March 23, 2026 · 13 min read

Soku Team

Soku Team

Google PMax AI Creatives: How to Feed the Algorithm Better Assets

Performance Max campaigns now account for over 80% of Google Shopping ad spend and influence more than 50% of total Google Ads conversions for the average e-commerce advertiser. Yet most marketers treat PMax like a black box — upload a few images, write some headlines, and hope the algorithm figures it out.

It does not work that way. Google's AI needs raw material to optimize. The quality, diversity, and structure of the creative assets you feed into PMax directly determine how well the algorithm can find and convert your audience across Search, Shopping, Display, YouTube, Discovery, and Gmail — all at once.
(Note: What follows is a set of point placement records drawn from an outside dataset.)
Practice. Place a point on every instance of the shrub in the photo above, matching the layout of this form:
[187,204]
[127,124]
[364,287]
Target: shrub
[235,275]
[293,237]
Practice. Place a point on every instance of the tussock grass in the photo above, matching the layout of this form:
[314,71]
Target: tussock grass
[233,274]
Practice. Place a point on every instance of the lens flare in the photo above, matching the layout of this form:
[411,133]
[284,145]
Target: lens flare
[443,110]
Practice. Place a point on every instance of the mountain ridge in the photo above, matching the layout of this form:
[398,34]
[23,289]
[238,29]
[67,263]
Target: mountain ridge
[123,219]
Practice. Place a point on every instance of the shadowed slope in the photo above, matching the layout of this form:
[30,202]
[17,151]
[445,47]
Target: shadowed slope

This guide breaks down exactly how to build Performance Max asset groups that the algorithm actually rewards, what "asset quality" means in practice, and how to use AI creative tools to keep the machine fed without burning out your team.

How Performance Max Actually Uses Your Creatives

Before optimizing anything, you need to understand what PMax does with the assets you upload.

The Asset Assembly Engine

Unlike traditional Google Ads campaigns where you build finished ads, Performance Max dynamically assembles ads from your raw assets in real time. For every impression, Google's AI:

  1. Selects the best combination of headline + description + image/video + CTA
  2. Formats it for the specific placement (Search text ad, YouTube pre-roll, Display banner, Discovery card, Gmail promotion)
  3. Tests thousands of combinations across audiences and placements simultaneously
  4. Learns which combinations drive conversions for which audience segments

This means a single PMax campaign with 20 images, 5 videos, 15 headlines, and 5 descriptions can generate thousands of unique ad variations — without you building any of them manually.
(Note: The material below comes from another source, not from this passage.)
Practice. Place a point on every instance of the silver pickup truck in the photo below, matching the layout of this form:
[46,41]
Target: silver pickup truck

But the flip side is critical: if your inputs are weak, every combination will be weak. Garbage in, garbage out — at scale.
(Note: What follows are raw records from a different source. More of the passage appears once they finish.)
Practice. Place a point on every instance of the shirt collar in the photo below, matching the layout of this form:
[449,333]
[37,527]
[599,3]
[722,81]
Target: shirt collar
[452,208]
AI algorithm optimizing ad creative combinations
AI algorithm optimizing ad creative combinations

The Asset Quality Feedback Loop

Google rates every asset you upload with a performance label:

RatingWhat It MeansAction
BestTop 5% of similar assets across all advertisersScale — use as template for new variations
GoodPerforms well, competitive with most advertisersKeep running, test improvements
LowBelow average compared to similar assetsReplace within 2-4 weeks
PendingNot enough data yet (usually <1,000 impressions)Wait — do not remove prematurely

These ratings update dynamically and directly influence how often Google uses each asset. A "Best" headline might appear in 60-70% of impressions while a "Low" image gets suppressed to under 5%.

The mistake most advertisers make: leaving "Low" assets running for months. Every "Low" asset drags down the overall asset group quality score, which reduces your competitiveness in auctions. Google has confirmed that advertisers who maintain mostly "Good" and "Best" assets see up to 12% lower [CPA](/glossary/cpa) than those with mixed quality.

Asset Group Structure: The Foundation

An asset group is PMax's equivalent of an ad group — but instead of targeting keywords, you target audience signals and let Google find converters across all its surfaces. Getting the structure right is the single biggest lever you have.

The Golden Rules

1. One product category per asset group. Do not mix running shoes and dress shoes in the same asset group. The algorithm cannot optimize creative messaging for fundamentally different products simultaneously.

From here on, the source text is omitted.